You Want Me to Go Where?
from the message offered at First Presbyterian Church of Oakland on Sunday, May 17, 2026.
“Beloved, do not be surprised at the fiery ordeal that is taking place among you to test you, as though something strange were happening to you. But rejoice insofar as you are sharing in Christ’s sufferings, so that you may also be glad and should for joy when his glory is revealed. If you reviled for the name of Christ, you are blessed, because the spirit of glory, which is the Spirit of God, in resting on you.” – 1 Peter 4:12-14, NRSV
Quick poll: if I invited you to go into exile with me, how many people here are interested? Probably not a big group. What if I said instead, let’s go on a pilgrimage? I bet we have more takers now. We know that good stuff is likely to come out of a pilgrimage, but we aren’t so sure about our time in exile. Exile isn’t really a choice and I think that feeling of the lack of control makes us recoil a bit; there is also the sense that it is a punishment, and even if we are prepared to admit that we did something wrong, or are behaving in a way that could use improvement, we don’t typically like that process of correction if it is forced upon us.

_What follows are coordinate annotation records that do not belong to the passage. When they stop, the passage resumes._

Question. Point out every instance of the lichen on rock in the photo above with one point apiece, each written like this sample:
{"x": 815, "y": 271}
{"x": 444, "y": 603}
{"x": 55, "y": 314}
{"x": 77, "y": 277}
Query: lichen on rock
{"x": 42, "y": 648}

So we will just start with the premise that we don’t like the idea of exile, and we are probably not voluntary signing up to be exiled. That sounds like a non-sequitur but here’s the thing: while ‘exile’ is most often used to describe an involuntary removal from your homeland, one definition is actually the “voluntary absence” from a place. Exile can be a choice we make. The question we want to ask then is, why? Why would we choose to self-exile from the places we are comfortable or familiar with?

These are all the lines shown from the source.